Want to make sure whether my solution to the problem: $cosz = 6$ is correct.

Question

So, the solution: \begin{align*} & & \cos z &= 6 \\ &\Rightarrow & \frac{1}{2}(e^{iz} + e^{-iz}) &= 6 \\ &\Rightarrow & e^{iz} + e^{-iz} &= 12 \end{align*} multiplying everything by $e^{iz}$, we get: $(e^{iz})^2 -12e^{iz} +1$. COntinuing the displayed development, \begin{align*} &\Rightarrow & e^{iz} &= \frac{1}{2}\left(12 \pm \sqrt{12^2 - 4} \right) \\ & & &= 6 \pm \sqrt{35} \\ & & e^{iz} &= e^{ln(6 \pm \sqrt{35})} \end{align*} (this part I know thechnically, but I don't know the reason why it is so) \begin{align*} & & iz &= ln(6 \pm \sqrt{35}) \Rightarrow ln(6 \pm \sqrt{35}) \\ & & &= ln|\sqrt{36 + 35}| + i(0 + 2\pi k) \\ & & &= ln|\sqrt{71}| +i2\pi k \\ & & z &= 2\pi k -i\ln|\sqrt{71}| \end{align*}

First this seems to be incorrect as maybe the modulus has two distinct values, because it's all reall part, so in that case:

$$1) iz = ln(6 \pm \sqrt{35}) = \ln|71 \pm 12\sqrt{35}| + i 2\pi k \\ z = 2 \pi k - i \ln |71 \pm \sqrt{35}|, \ \ k \in Z$$

So, if it's not correct, where is my mistake?
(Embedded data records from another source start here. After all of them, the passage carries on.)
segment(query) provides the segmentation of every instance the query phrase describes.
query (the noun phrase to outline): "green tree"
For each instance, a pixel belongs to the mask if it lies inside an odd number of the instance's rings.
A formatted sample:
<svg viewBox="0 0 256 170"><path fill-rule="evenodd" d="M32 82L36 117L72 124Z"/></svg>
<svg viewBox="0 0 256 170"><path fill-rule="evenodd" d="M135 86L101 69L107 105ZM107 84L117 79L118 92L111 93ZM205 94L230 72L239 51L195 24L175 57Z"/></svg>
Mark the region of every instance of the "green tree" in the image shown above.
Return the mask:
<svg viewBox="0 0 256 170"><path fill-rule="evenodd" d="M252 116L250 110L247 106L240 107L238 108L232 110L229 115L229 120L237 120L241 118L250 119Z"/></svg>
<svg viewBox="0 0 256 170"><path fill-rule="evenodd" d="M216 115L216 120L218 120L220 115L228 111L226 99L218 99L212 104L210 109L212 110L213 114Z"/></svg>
Also why is it so that $e^{iz} = e^{ln(6 \pm \sqrt{35})}?$

Answer 1

I agree with what you wrote until you get $e^{iz}=6\pm\sqrt{35}$. Now, what you deduce from this is that$$iz=\log\left(6\pm\sqrt{35}\right)+2k\pi i,$$for some integer $k$. Multiplying both sides by $i$, you get that$$z=-2k\pi+i\log\left(6\pm\sqrt{35}\right),$$again, for some integer $k$.

Answer 2

Here is a simpler approach

$$\cos z = \cos [i (-i z + i 2\pi k)] = \cosh(-i z + i 2\pi k) = 6$$

Then,

$$-i z + i 2\pi k= \pm \cosh^{-1}6$$

which leads to the solutions

$$z = 2\pi k \pm i \cosh^{-1}6 = 2\pi k \pm i \ln(6+\sqrt{35})$$

where the identity $\cosh^{-1}a= \ln(a+\sqrt{a^2-1})$ is used in the last step.